Departemen Luar Negeri mengatakan pada hari Rabu bahwa tanggapan terhadap surat anggota parlemen sedang dipersiapkan, namun tidak memberikan pernyataan apakah penculikan warga Koptik akan dimasukkan dalam laporan tahun 2010 mendatang.

Namun, Wolf tidak berharap akan ada banyak tindakan dari Departemen Luar Negeri, yang telah dikritiknya karena tidak mengisi posisi-posisi penting dalam bidang hak asasi manusia, termasuk duta besar untuk kebebasan beragama – sebuah posisi yang diamanatkan oleh undang-undang.

“Saya berharap Departemen Luar Negeri tidak melakukan apa pun,” katanya, “karena itulah tanggapan Departemen Luar Negeri.”

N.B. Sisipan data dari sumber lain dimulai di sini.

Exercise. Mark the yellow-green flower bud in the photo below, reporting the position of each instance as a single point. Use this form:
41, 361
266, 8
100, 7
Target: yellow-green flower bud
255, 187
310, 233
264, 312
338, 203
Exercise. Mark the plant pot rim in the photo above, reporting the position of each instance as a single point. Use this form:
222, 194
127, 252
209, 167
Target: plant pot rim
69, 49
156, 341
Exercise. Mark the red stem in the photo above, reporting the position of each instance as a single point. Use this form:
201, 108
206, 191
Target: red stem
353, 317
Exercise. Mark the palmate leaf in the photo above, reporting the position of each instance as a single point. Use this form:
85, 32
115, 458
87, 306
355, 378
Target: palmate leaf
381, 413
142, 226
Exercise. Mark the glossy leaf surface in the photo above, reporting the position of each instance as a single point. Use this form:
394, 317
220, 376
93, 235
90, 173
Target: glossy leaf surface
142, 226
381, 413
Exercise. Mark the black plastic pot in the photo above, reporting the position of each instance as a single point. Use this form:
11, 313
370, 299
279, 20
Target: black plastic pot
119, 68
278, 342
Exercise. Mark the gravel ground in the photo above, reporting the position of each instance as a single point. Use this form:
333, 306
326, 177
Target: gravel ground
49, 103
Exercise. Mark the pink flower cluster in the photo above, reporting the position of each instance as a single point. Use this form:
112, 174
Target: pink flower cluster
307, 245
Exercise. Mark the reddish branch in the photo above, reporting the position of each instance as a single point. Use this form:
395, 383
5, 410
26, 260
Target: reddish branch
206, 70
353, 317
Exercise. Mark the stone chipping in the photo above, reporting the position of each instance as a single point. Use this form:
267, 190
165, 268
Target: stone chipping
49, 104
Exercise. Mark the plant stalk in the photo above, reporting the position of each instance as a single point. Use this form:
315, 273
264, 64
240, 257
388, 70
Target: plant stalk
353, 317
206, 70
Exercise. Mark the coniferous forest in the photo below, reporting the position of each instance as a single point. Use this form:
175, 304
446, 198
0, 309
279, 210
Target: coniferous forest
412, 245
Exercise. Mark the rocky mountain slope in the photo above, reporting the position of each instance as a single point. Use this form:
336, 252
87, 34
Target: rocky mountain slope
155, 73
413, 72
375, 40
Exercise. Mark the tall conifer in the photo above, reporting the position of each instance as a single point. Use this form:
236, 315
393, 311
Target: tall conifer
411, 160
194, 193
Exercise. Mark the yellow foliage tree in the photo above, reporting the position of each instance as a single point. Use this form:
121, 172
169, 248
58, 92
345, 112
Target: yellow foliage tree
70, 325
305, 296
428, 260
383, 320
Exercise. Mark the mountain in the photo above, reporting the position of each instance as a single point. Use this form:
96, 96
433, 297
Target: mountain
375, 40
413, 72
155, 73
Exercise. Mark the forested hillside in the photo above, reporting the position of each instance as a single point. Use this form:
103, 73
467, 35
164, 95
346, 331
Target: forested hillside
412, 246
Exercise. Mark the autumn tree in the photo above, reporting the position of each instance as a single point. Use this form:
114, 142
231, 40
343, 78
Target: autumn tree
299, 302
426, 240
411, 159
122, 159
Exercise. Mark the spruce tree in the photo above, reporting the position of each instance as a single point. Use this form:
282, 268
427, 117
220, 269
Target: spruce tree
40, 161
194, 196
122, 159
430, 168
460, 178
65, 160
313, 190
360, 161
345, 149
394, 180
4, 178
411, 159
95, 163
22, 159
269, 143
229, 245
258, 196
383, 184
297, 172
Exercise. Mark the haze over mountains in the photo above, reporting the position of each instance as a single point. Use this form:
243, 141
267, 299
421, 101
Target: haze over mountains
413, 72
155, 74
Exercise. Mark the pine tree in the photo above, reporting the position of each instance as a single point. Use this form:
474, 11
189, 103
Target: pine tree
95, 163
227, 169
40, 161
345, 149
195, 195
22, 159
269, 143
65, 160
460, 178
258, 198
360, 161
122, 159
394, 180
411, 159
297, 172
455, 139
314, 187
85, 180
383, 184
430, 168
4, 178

Wolf didampingi 16 anggota DPR lainnya menandatangani surat tersebut, antara lain: Reps. Carolyn Maloney, DN.Y., Chris Smith, RN.J., Anna Eshoo, D-Calif., Ileana Ros-Lehtinen, R-Fla., Donald Payne, DN.J., Dan Burton, R-Ind., Reputasi. Albio Sires, DN.J., Trent Franks, R-Ariz., Marsha Blackburn, R-Tenn., Joseph Cao, R-La., Aaron Schock, R-Ill., Bob Inglis, RS.C., Michele Bachman , R-Minn., Joe Wilson, RS.C., Doug Lamborn, R-Colo., dan Ted Poe, R-Tex. . Perwakilan Washington, DC Eleanor Holmes-Norton juga menandatangani surat tersebut.